West Scranton’s wrestling program is shut down two weeks because a member of the team tested positive for the coronavirus after Monday’s practice.

“It’s 14 days of a quarantine and we cannot force anyone, but we want them all to get tested and come back negative in addition to the 14-day quarantine,” West Scranton athletic director Tom Smith said. “It’s the Scranton School District’s policy to follow the 14-day quarantine even though some of the new updates say you only have to go 10 days, but the district is continuing with the 14 just to be sure.”

The quarantine is limited to just the varsity wrestling program and not other sports teams.

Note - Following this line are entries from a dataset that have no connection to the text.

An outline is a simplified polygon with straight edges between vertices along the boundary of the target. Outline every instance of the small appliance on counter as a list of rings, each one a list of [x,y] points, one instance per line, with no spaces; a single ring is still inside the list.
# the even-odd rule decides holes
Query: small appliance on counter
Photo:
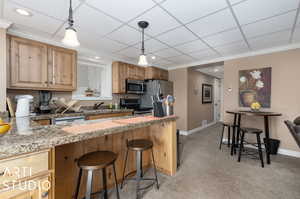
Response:
[[[138,98],[121,98],[120,99],[120,107],[133,109],[134,115],[147,114],[152,112],[152,107],[142,107],[141,100]]]
[[[50,101],[52,99],[51,91],[39,91],[39,107],[38,111],[41,114],[51,113]]]
[[[30,115],[30,102],[33,101],[32,95],[17,95],[16,117],[26,117]]]
[[[174,115],[174,103],[175,98],[172,95],[168,95],[164,100],[164,111],[166,116]]]

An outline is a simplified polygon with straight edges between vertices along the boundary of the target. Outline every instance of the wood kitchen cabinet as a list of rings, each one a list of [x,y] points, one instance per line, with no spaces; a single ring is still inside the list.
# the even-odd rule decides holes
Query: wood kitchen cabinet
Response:
[[[126,79],[128,77],[127,65],[123,62],[112,64],[112,91],[113,93],[126,93]]]
[[[1,159],[0,198],[54,199],[54,173],[51,149]]]
[[[47,87],[47,45],[11,37],[9,55],[11,87]]]
[[[112,64],[112,87],[113,93],[124,94],[126,93],[126,80],[145,79],[145,68],[128,64],[124,62],[113,62]]]
[[[76,52],[48,47],[48,86],[55,90],[76,89]]]
[[[76,51],[16,36],[7,38],[8,88],[76,89]]]
[[[149,66],[146,68],[145,79],[169,80],[169,72],[161,68]]]

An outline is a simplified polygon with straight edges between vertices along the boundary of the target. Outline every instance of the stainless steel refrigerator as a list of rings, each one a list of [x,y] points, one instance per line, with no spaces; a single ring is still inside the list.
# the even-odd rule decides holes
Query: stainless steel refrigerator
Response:
[[[141,96],[141,107],[152,108],[152,96],[159,96],[162,94],[163,97],[167,95],[173,95],[173,82],[165,80],[147,80],[146,92]]]

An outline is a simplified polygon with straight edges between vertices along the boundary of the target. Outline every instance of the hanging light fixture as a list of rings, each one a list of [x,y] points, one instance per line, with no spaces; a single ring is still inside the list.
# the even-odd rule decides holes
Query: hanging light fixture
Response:
[[[140,28],[142,28],[142,54],[139,57],[138,65],[140,66],[148,66],[147,57],[145,55],[145,45],[144,45],[144,30],[149,26],[147,21],[140,21],[138,22]]]
[[[77,32],[73,27],[74,20],[73,20],[72,0],[70,0],[68,23],[69,26],[66,28],[65,37],[63,38],[62,42],[67,46],[77,47],[80,45],[80,43],[77,38]]]

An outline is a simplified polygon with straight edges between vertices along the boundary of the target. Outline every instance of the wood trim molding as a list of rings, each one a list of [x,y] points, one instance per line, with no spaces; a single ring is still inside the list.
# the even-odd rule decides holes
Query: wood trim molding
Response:
[[[12,25],[11,21],[8,21],[6,19],[0,19],[0,28],[8,29]]]
[[[203,130],[203,129],[206,129],[206,128],[208,128],[208,127],[210,127],[210,126],[212,126],[212,125],[214,125],[214,124],[216,124],[217,122],[215,122],[215,121],[213,121],[213,122],[211,122],[211,123],[208,123],[207,125],[205,125],[205,126],[199,126],[199,127],[197,127],[197,128],[194,128],[194,129],[191,129],[191,130],[188,130],[188,131],[182,131],[182,130],[180,130],[180,135],[191,135],[191,134],[193,134],[193,133],[195,133],[195,132],[197,132],[197,131],[201,131],[201,130]]]

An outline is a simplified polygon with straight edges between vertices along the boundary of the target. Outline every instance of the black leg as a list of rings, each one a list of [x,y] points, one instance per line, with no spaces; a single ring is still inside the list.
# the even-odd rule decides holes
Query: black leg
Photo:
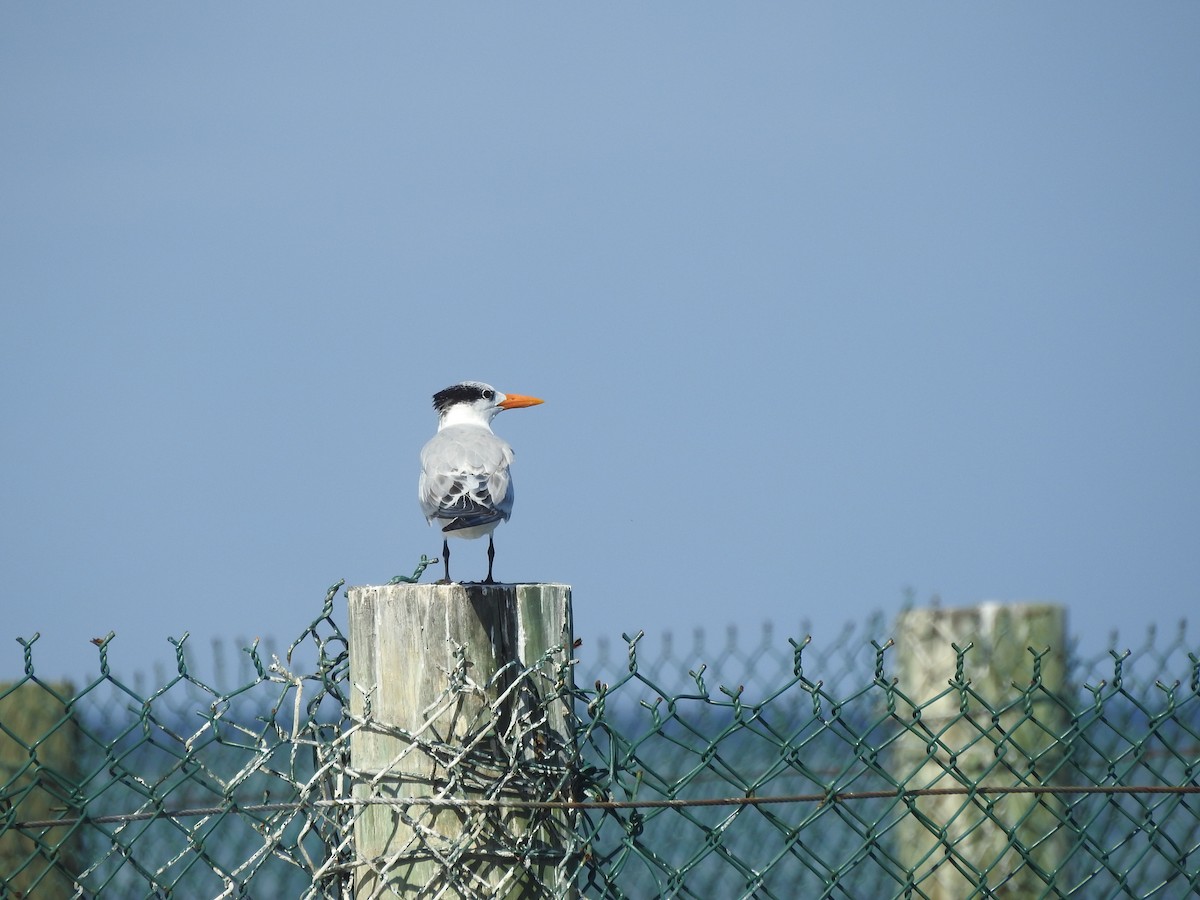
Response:
[[[450,583],[450,541],[442,539],[442,562],[446,564],[446,584]]]
[[[496,545],[492,543],[492,536],[488,535],[488,577],[484,584],[495,584],[492,579],[492,563],[496,559]]]

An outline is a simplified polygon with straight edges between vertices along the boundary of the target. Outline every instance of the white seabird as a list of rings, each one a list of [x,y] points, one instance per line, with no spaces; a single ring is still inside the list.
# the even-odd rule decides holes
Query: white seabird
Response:
[[[495,584],[492,532],[512,514],[513,484],[508,467],[513,450],[492,431],[502,409],[537,406],[542,401],[504,394],[481,381],[464,381],[433,395],[438,430],[421,450],[417,496],[425,519],[442,532],[445,583],[450,582],[449,538],[488,536],[488,573]]]

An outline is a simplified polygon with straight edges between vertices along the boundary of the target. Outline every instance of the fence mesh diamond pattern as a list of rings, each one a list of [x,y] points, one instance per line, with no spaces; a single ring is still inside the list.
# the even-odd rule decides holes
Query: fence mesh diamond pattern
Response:
[[[0,686],[3,896],[382,897],[414,854],[442,872],[406,896],[1200,893],[1182,626],[1090,657],[1031,646],[1001,693],[970,644],[918,691],[878,618],[827,645],[633,635],[486,678],[463,651],[405,731],[351,683],[339,589],[282,655],[247,648],[233,687],[194,674],[186,639],[150,689],[112,674],[111,639],[82,686],[44,679],[23,640]],[[405,748],[397,766],[436,761],[427,796],[364,789],[364,731]],[[359,858],[356,826],[378,822],[406,847]],[[511,872],[485,890],[465,861],[489,853]]]

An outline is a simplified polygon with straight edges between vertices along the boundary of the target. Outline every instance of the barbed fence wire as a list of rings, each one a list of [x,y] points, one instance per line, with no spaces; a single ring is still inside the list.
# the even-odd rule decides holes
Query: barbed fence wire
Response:
[[[186,637],[154,688],[113,674],[111,636],[78,686],[22,640],[24,677],[0,686],[3,897],[386,897],[418,871],[403,896],[932,900],[947,872],[979,897],[1030,872],[1021,896],[1200,892],[1185,625],[1074,647],[1065,687],[1035,674],[1003,703],[969,647],[939,697],[906,694],[881,616],[828,644],[626,635],[483,680],[461,648],[405,729],[350,681],[340,588],[282,653],[253,642],[209,680]],[[394,742],[384,770],[356,767],[368,733]]]

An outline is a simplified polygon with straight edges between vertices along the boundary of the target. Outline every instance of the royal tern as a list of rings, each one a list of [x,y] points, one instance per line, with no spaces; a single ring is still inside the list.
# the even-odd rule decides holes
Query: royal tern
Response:
[[[508,467],[513,450],[492,432],[502,409],[536,406],[542,401],[504,394],[482,381],[464,381],[433,395],[438,430],[421,450],[421,511],[442,532],[446,583],[450,582],[450,541],[488,536],[488,573],[496,548],[492,532],[512,514],[513,485]]]

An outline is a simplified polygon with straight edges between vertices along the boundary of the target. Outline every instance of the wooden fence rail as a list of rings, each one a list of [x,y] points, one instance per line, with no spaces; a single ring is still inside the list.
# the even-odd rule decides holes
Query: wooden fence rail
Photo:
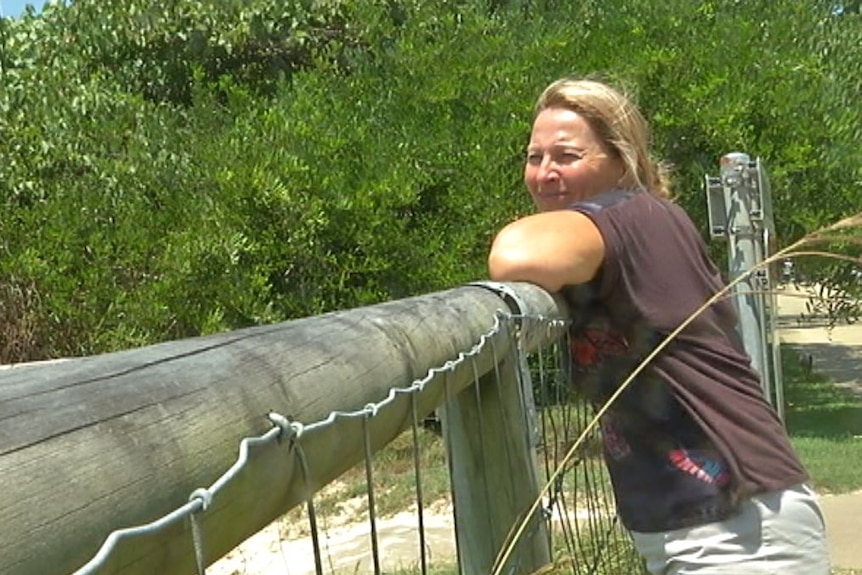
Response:
[[[243,438],[272,429],[268,413],[308,424],[380,402],[391,389],[408,387],[469,350],[513,302],[521,314],[564,315],[560,302],[539,288],[505,287],[505,297],[464,286],[277,325],[0,370],[0,573],[80,569],[111,532],[164,517],[196,489],[212,485],[236,461]],[[550,337],[523,326],[520,331],[533,344]],[[472,362],[447,374],[445,386],[458,393],[476,371],[481,375],[493,371],[495,362],[512,361],[500,356],[511,337],[508,329],[497,332]],[[515,397],[519,391],[507,393]],[[418,411],[431,412],[445,395],[443,384],[428,386],[416,397]],[[410,407],[398,403],[373,418],[374,449],[410,426]],[[475,405],[470,400],[453,413]],[[449,424],[469,442],[473,424],[469,413],[465,417]],[[495,425],[493,417],[485,419]],[[363,435],[351,427],[356,425],[362,422],[347,420],[302,438],[312,477],[298,469],[289,441],[249,450],[248,465],[199,515],[206,563],[362,461]],[[506,472],[524,478],[528,488],[505,493],[493,506],[499,507],[495,521],[511,524],[524,501],[536,495],[535,480],[529,479],[535,474],[532,455],[523,452],[527,432],[484,433],[499,436],[492,449],[511,453],[513,447],[503,445],[511,437],[522,452],[509,463],[518,468]],[[465,444],[452,452],[456,464],[458,458],[473,461],[469,471],[459,472],[461,479],[453,478],[456,489],[467,490],[455,494],[463,502],[471,500],[471,484],[487,479],[481,474],[501,473],[498,466],[475,465],[480,456],[471,449]],[[482,457],[487,461],[487,454]],[[471,512],[461,510],[458,521],[466,528]],[[486,512],[491,510],[475,511]],[[465,541],[459,543],[462,554],[470,552]],[[491,551],[480,552],[486,556],[470,560],[476,567],[467,572],[490,565]],[[538,564],[547,561],[541,549],[530,553]],[[195,568],[189,522],[175,521],[147,538],[120,541],[98,573],[185,575]]]

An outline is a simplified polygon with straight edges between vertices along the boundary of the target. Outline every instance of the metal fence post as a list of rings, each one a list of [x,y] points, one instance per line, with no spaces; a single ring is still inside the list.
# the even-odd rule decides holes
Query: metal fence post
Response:
[[[728,242],[728,279],[748,274],[733,288],[739,334],[764,395],[783,419],[775,296],[769,269],[757,267],[775,241],[769,180],[760,160],[745,153],[725,154],[719,166],[717,178],[706,178],[710,236]]]

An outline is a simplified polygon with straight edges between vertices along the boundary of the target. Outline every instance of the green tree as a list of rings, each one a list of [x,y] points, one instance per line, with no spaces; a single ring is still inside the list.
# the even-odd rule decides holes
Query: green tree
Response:
[[[731,151],[767,166],[782,245],[862,203],[862,28],[827,3],[154,6],[0,19],[4,360],[481,278],[530,210],[531,106],[563,75],[631,91],[704,233],[703,177]],[[806,265],[849,289],[846,266]]]

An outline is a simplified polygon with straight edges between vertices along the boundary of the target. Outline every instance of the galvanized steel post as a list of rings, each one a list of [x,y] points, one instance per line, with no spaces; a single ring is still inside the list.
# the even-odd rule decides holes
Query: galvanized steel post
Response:
[[[777,313],[769,270],[758,267],[774,242],[772,202],[760,160],[732,152],[721,157],[719,177],[706,178],[709,231],[728,242],[728,280],[739,313],[739,335],[760,374],[763,393],[783,419]]]

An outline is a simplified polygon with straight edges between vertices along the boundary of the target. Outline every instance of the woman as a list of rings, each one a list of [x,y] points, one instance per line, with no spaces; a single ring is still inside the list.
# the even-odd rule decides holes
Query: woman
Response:
[[[602,405],[719,271],[668,199],[643,116],[606,84],[545,89],[524,181],[538,213],[499,232],[490,276],[567,297],[573,381]],[[823,517],[736,321],[726,298],[699,313],[602,417],[620,517],[654,574],[826,575]]]

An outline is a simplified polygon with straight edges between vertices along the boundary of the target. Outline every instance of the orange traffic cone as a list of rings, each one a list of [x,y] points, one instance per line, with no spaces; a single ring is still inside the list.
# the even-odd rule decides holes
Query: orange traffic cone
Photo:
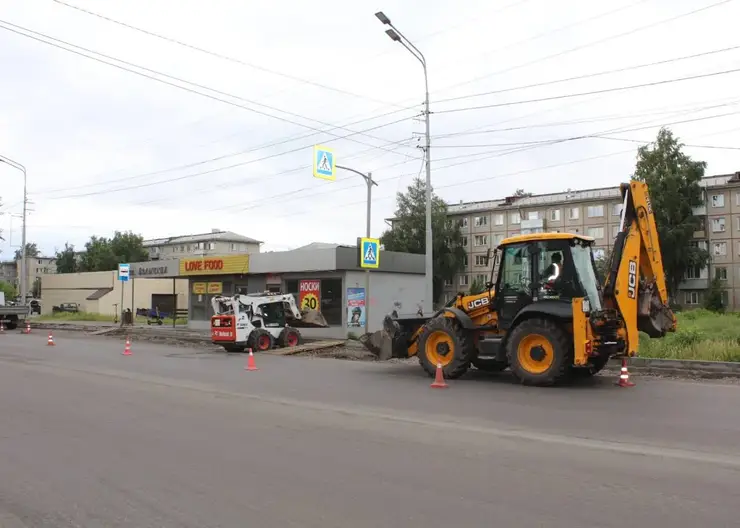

The Invaders returned to practice Monday when Gov. Tom Wolf’s three-week shutdown order of scholastic sports and other activities to mitigate the spread of the coronavirus expired.

Now, the Invaders will have to wait until Jan. 19 to get together as a team again.

“It’s just tough because we had gotten into wrestling shape before the first shutdown,” West Scranton coach Paul Fox said. “Everybody just started getting into shape, we started looking good. Then we have a shutdown. We have a three-week shutdown and then guys come back, we have a practice, knowing that we have a couple weeks to get back on track, and then we get shut down.”

West Scranton needs just two more practices to reach the 10 required before a team can compete in a match. It will be a quick turnaround for the Invaders, whose first match is scheduled for Jan. 23 against defending District 2 Class 3A team champion Delaware Valley.

“Our kids are going to have to work out on their own while they’re quarantining,” Fox said. “We’re going to try to do a Zoom so that everybody has to try and tune in at the same time and just have them do things like that.”

In the meantime, the Invaders will take every safety precaution until they return to the mat, especially after the recent death of 2010 West Scranton graduate Stephen Sunday because of COVID-19 complications.

“They have to know that all the regulations and guidelines were put in to benefit them,” Smith said. “We don’t want any further tragedies. They have to know how close it is because of the unfortunate death of Stephen Sunday, a healthy young man, a professional firefighter. We don’t want that to happen to anybody, so let’s do what we can.”